Impacto no preço e na demanda
A expectativa é de que a nova tarifa leve à redução do consumo de café nos EUA e, consequentemente, ao aumento da oferta global — um cenário que pressiona os preços para baixo. “Se confirmada, a tarifa deve gerar volatilidade e queda nos preços internacionais. Na última ocasião em que uma tarifa de 10% foi anunciada, o mercado já sentiu o impacto. Agora, com 50%, o efeito pode ser ainda mais severo”, alerta Ferreira.
Segundo o Cecafé, mesmo com o mercado operando abaixo do pico registrado entre 2021 e 2023, os preços ainda estão em patamares elevados. “Hoje, o café arábica na ICE de Nova York gira entre 220 e 250 centavos de dólar por libra-peso — bem acima da média histórica de 160 centavos nos últimos dez anos”, afirma o executivo.
Além disso, o cenário climático atual é positivo: a colheita no Brasil em 2025/26 deve chegar a 65 milhões de sacas, com possibilidade de recorde para 2026/27 se não houver eventos extremos como a geada de 2021. O aumento da oferta, aliado à desaceleração da demanda dos EUA, tende a consolidar a pressão baixista sobre os preços.

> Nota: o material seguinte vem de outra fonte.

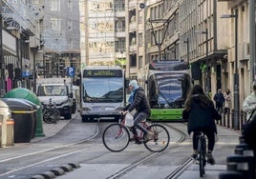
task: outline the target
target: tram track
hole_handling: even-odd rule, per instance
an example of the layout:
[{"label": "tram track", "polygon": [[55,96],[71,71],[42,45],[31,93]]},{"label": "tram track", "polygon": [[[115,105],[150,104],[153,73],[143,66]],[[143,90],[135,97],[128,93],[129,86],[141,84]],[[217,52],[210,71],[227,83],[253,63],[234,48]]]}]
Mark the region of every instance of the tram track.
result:
[{"label": "tram track", "polygon": [[[83,144],[85,143],[88,144],[88,141],[93,140],[94,138],[98,136],[99,133],[100,133],[100,130],[99,130],[99,122],[98,122],[95,131],[90,136],[82,140],[79,140],[77,142],[67,143],[63,145],[54,145],[54,147],[48,146],[48,147],[45,147],[44,149],[39,149],[39,150],[32,151],[32,152],[28,152],[28,149],[26,149],[27,148],[30,148],[32,145],[34,148],[36,148],[37,145],[39,145],[40,147],[38,147],[37,149],[41,149],[42,147],[41,147],[40,142],[48,141],[49,139],[52,139],[54,137],[54,136],[52,136],[52,137],[40,140],[39,143],[35,142],[32,144],[24,144],[24,145],[18,146],[17,148],[13,147],[13,148],[2,149],[1,150],[2,156],[0,158],[0,166],[11,166],[11,165],[12,166],[13,164],[15,165],[12,166],[11,169],[1,169],[2,171],[0,172],[0,177],[1,178],[6,177],[8,175],[11,175],[11,173],[15,173],[17,171],[21,171],[26,169],[39,166],[50,161],[54,161],[60,158],[64,158],[69,155],[74,155],[78,152],[83,152],[86,150],[94,150],[94,149],[96,149],[99,146],[102,146],[102,144],[87,145],[86,148],[84,148]],[[24,151],[27,151],[27,152],[24,152],[22,154],[18,152],[15,153],[16,150],[21,150],[23,149],[24,149]],[[5,155],[5,152],[9,154]],[[57,155],[55,154],[56,152],[58,153]],[[3,156],[7,156],[7,157],[3,158]],[[25,161],[27,160],[30,160],[30,163],[26,164]],[[19,161],[24,161],[24,162],[22,163],[22,165],[19,165],[20,163]]]},{"label": "tram track", "polygon": [[[142,159],[139,159],[138,161],[134,162],[133,164],[125,167],[124,169],[113,173],[112,175],[106,177],[106,179],[117,179],[117,178],[121,178],[122,176],[124,176],[125,174],[132,172],[133,170],[135,170],[139,165],[145,164],[146,162],[149,162],[150,160],[152,160],[155,157],[158,157],[161,154],[163,154],[164,152],[166,152],[167,149],[175,149],[177,147],[180,146],[181,143],[182,143],[185,139],[186,139],[186,134],[181,131],[179,129],[176,129],[174,127],[172,127],[171,125],[168,124],[161,124],[166,126],[167,128],[177,131],[180,134],[180,138],[173,144],[169,145],[169,147],[161,152],[155,152],[155,153],[151,153],[149,154],[147,157],[144,157]],[[175,169],[174,171],[172,171],[168,176],[166,176],[166,179],[172,178],[176,175],[178,175],[181,171],[182,171],[182,169],[186,169],[187,166],[191,165],[191,159],[187,160],[186,162],[184,162],[181,166],[180,166],[179,168],[177,168],[177,169]]]}]

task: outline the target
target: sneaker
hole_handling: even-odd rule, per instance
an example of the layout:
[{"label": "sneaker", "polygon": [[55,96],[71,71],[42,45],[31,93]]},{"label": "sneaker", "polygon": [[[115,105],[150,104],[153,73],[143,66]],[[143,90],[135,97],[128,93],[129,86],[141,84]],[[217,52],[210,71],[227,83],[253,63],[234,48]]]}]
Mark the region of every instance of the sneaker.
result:
[{"label": "sneaker", "polygon": [[198,150],[194,150],[193,154],[191,155],[191,157],[194,159],[194,160],[197,160],[198,159]]},{"label": "sneaker", "polygon": [[214,160],[211,152],[207,152],[206,157],[207,157],[207,163],[209,163],[210,165],[215,164],[215,160]]}]

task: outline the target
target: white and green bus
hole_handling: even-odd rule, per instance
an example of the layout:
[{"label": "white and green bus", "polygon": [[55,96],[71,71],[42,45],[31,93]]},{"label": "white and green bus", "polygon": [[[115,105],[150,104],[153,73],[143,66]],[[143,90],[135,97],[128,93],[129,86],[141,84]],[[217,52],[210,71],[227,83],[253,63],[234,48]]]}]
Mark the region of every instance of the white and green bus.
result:
[{"label": "white and green bus", "polygon": [[151,121],[183,121],[182,110],[191,89],[191,72],[186,62],[156,61],[149,64],[146,91]]},{"label": "white and green bus", "polygon": [[82,70],[80,114],[82,121],[116,119],[126,105],[125,71],[118,66],[94,66]]}]

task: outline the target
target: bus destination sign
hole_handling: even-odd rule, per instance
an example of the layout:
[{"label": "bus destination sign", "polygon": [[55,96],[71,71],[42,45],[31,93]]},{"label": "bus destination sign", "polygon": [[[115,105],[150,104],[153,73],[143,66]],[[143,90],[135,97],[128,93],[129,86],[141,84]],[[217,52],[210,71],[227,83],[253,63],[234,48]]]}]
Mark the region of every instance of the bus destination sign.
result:
[{"label": "bus destination sign", "polygon": [[121,77],[121,70],[84,70],[83,77]]}]

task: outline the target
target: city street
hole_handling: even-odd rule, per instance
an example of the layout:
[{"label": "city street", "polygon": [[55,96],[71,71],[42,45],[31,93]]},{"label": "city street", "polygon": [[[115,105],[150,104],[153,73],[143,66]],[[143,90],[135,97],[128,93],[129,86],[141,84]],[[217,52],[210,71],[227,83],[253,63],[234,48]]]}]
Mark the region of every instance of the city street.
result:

Redirecionamento e oportunidades para outros mercados
Na prática, o Brasil poderá redirecionar sua produção para outros destinos, como Europa e países da Ásia — especialmente China, onde o consumo cresce entre o público jovem. “A oferta global segue restrita. É provável que o Brasil reequilibre seu comércio, ampliando vendas para mercados que ainda mostram apetite pelo produto”, afirma Oran van Dort, analista do Rabobank.

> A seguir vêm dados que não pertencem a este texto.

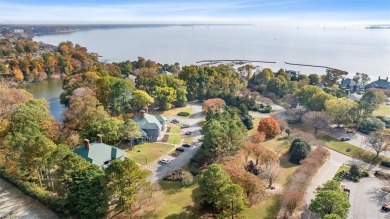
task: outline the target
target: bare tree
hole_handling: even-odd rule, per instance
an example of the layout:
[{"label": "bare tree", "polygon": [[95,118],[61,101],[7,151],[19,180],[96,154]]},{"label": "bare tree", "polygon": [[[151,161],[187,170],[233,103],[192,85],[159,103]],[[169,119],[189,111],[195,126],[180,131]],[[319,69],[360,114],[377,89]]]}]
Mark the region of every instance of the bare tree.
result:
[{"label": "bare tree", "polygon": [[310,111],[303,116],[303,123],[313,129],[316,135],[320,130],[326,130],[331,119],[324,112]]},{"label": "bare tree", "polygon": [[383,151],[390,151],[390,132],[380,131],[370,134],[365,143],[369,149],[372,149],[376,152],[376,157],[379,157],[379,154]]},{"label": "bare tree", "polygon": [[268,167],[264,171],[264,177],[268,180],[268,188],[272,187],[272,184],[280,177],[281,170],[279,165],[272,163],[267,165]]}]

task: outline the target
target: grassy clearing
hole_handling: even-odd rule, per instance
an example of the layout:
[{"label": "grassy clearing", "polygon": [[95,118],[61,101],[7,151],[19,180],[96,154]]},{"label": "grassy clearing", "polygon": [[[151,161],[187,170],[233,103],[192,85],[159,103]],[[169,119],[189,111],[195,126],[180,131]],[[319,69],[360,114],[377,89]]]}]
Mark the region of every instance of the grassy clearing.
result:
[{"label": "grassy clearing", "polygon": [[[274,139],[264,142],[264,146],[272,151],[275,151],[277,148],[288,144],[288,139],[285,139],[284,136],[278,136]],[[285,147],[282,153],[287,151]],[[274,182],[275,187],[283,187],[289,181],[291,175],[295,172],[299,165],[292,164],[288,161],[288,154],[283,154],[279,156],[280,162],[280,177]],[[263,202],[258,205],[252,206],[250,209],[244,212],[244,218],[276,218],[280,209],[280,195],[273,194],[269,197],[266,197]]]},{"label": "grassy clearing", "polygon": [[170,109],[170,110],[167,110],[167,111],[164,111],[162,113],[160,113],[162,116],[165,116],[165,117],[170,117],[170,116],[173,116],[173,115],[177,115],[178,113],[180,112],[188,112],[190,114],[192,114],[192,108],[189,107],[189,106],[186,106],[186,107],[179,107],[179,108],[173,108],[173,109]]},{"label": "grassy clearing", "polygon": [[194,140],[194,137],[185,137],[184,143],[192,143],[193,140]]},{"label": "grassy clearing", "polygon": [[[374,152],[364,150],[362,148],[351,145],[347,142],[332,138],[330,136],[324,136],[321,139],[325,141],[326,147],[334,151],[337,151],[341,154],[362,160],[366,163],[377,164],[380,163],[381,160],[389,160],[389,158],[384,156],[379,156],[379,159],[374,160],[375,158]],[[350,151],[347,151],[348,148],[350,149]]]},{"label": "grassy clearing", "polygon": [[177,135],[177,134],[168,135],[168,140],[167,140],[168,144],[179,144],[180,141],[181,141],[181,135]]},{"label": "grassy clearing", "polygon": [[374,116],[389,116],[390,115],[390,105],[381,104],[379,108],[374,111]]},{"label": "grassy clearing", "polygon": [[277,218],[280,209],[280,195],[272,195],[267,197],[260,204],[252,206],[244,212],[243,218],[262,218],[273,219]]},{"label": "grassy clearing", "polygon": [[173,146],[168,144],[143,143],[135,145],[132,150],[128,150],[126,156],[140,165],[146,165],[168,153],[172,148]]},{"label": "grassy clearing", "polygon": [[[184,168],[183,168],[184,169]],[[199,218],[198,210],[193,201],[196,195],[198,177],[194,177],[194,182],[190,186],[183,186],[181,182],[161,181],[160,187],[164,201],[150,218],[169,219],[196,219]]]},{"label": "grassy clearing", "polygon": [[[356,147],[347,142],[340,141],[330,136],[324,136],[322,137],[322,140],[325,141],[326,147],[350,157],[353,157],[355,154],[363,153],[365,151],[362,148]],[[349,152],[347,152],[348,148],[351,149]]]}]

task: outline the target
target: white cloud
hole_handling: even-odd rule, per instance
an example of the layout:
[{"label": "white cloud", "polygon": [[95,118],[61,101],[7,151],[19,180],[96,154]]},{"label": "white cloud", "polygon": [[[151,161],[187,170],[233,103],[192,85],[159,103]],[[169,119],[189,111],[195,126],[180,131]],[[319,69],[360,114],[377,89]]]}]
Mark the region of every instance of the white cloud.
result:
[{"label": "white cloud", "polygon": [[[275,13],[270,8],[289,8],[295,1],[212,1],[212,2],[157,2],[118,5],[22,5],[1,2],[1,23],[259,23],[313,24],[386,22],[389,14],[368,15],[366,12]],[[253,11],[253,9],[256,9]],[[245,13],[245,10],[248,13]],[[243,12],[244,11],[244,12]],[[362,16],[364,15],[364,16]],[[387,21],[390,19],[387,19]]]}]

Por outro lado, os EUA podem buscar fornecedores alternativos. Colômbia, Vietnã, Indonésia, Peru e países da América Central surgem como candidatos a preencher a lacuna deixada pelos grãos brasileiros. No entanto, todos enfrentam suas próprias limitações — sejam climáticas, estruturais ou tarifárias.
“Mesmo que os EUA tentem diversificar suas origens, substituir o Brasil no curto e médio prazo é inviável. A escala e a qualidade da produção brasileira ainda são insubstituíveis”, observa Tomás Araujo, analista da StoneX. Para ele, os torrefadores norte-americanos acabarão repassando os custos ao consumidor final, encarecendo a bebida no varejo.
Incertezas no horizonte
Para os especialistas, resta saber se a tarifa será efetivamente aplicada ou se se trata de uma medida de pressão política com fins eleitorais. “Há muita especulação. Ainda não sabemos se é uma jogada estratégica ou algo que será mesmo implementado. A indústria observa com cautela”, diz Van Dort.
Enquanto isso, o setor cafeeiro global se prepara para uma possível reconfiguração dos fluxos comerciais. A decisão de Trump, se levada adiante, pode não apenas afetar os preços, mas também inaugurar uma nova fase nas relações comerciais entre Brasil e Estados Unidos — com impactos diretos para produtores, consumidores e para o futuro do café no mundo.